The love that has been poured into the presentation of the game is obvious from the first frame. If you’re not sucked into the wacky world of Rayman from the intro sequence, then this game is probably not for you. Gorgeous visuals run amok; brilliant animation set in lush environments will give you eye-gasms. Off-the wall 3D bosses add to the insanity, combining form and function by keeping you on your toes (they can attack from any direction). The lively music and cartoonish sound effects accompany the eye candy perfectly, especially in some of the rhythm-based play sequences that shake things up. While the presentation is incredible, what I find astounding is the sheer variety between the levels. In many platforming games, progressing through the campaign results in more of the same – but not with Rayman Legends. What is even cooler is that this beauty is not confined to your television. Rayman Legends can be taken off-screen via the Game-Pad, just in case someone is heartless enough to deny you one of the best reasons to sit on your couch.
Speaking of your couch; if you’re willing to share it, you had best make sure that it can seat many, as the Wii U version that I have been playing supports up to five players for local multi-player goodness (putting it one above Legends on all other platforms). The drop-in/drop-out mechanic works well for party play, as the action never lags or stutters during these moments. While taking on the Murfy sections can be fun as a singleton, having friends along for the ride just makes everything better. The single-player version of events is usually a bit of a wrestling match between human control of the Game-Pad and the AI taking care of the on-screen NPC – which can sometimes lead to a not-so-good ending.
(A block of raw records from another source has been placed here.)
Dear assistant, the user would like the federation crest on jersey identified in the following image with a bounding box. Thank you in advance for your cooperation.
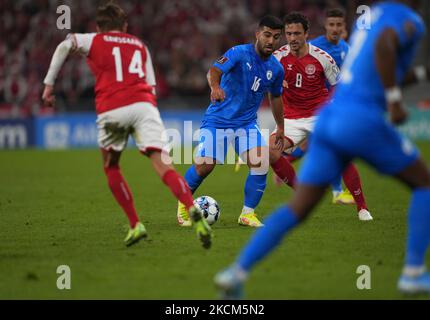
[216,56,228,64]
[305,64,316,75]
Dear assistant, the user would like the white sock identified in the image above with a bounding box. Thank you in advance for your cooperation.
[242,206,254,214]
[403,266,426,277]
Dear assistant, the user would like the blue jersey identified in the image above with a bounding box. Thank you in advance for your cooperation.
[309,35,349,68]
[334,2,425,111]
[202,44,284,129]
With friends around, one would hope that there would be more intelligence behind on-screen characters.
The fact that Globox seems to have a Dong Chim attack is all kinds of awesome.
And even after the single-player campaign and multi-player modes, there are a few extras in the way of the Invaded levels. Invaded takes some of the levels and remixes them, throwing off the player’s mojo by introducing different baddies, hampering the speed run that must be accomplished. It’s a great way to squeeze some more value out of levels that are already really well designed. In addition to Invaded levels, a number of Origins levels are included, letting you re-live the previous adventure to some extent (the difficulty seems to be somewhat tamer than the last go-around).
Up until now, offerings for the Wii U have been hit and miss. There are either fantastic titles (Pikmin 3), or games steeped in mediocrity (Rabbids Land). Rayman Legends is like a big syringe full of awesomesauce that Ubisoft jammed right into the Wii U’s arm to inject some incredible platforming goodness into the console For sheer entertainment value. There is also a huge amount of replay value thanks to multi-player mode and all of the collectibles that await you in the game. No matter how you slice it, Rayman Legends on the Wii U is truly Legendary!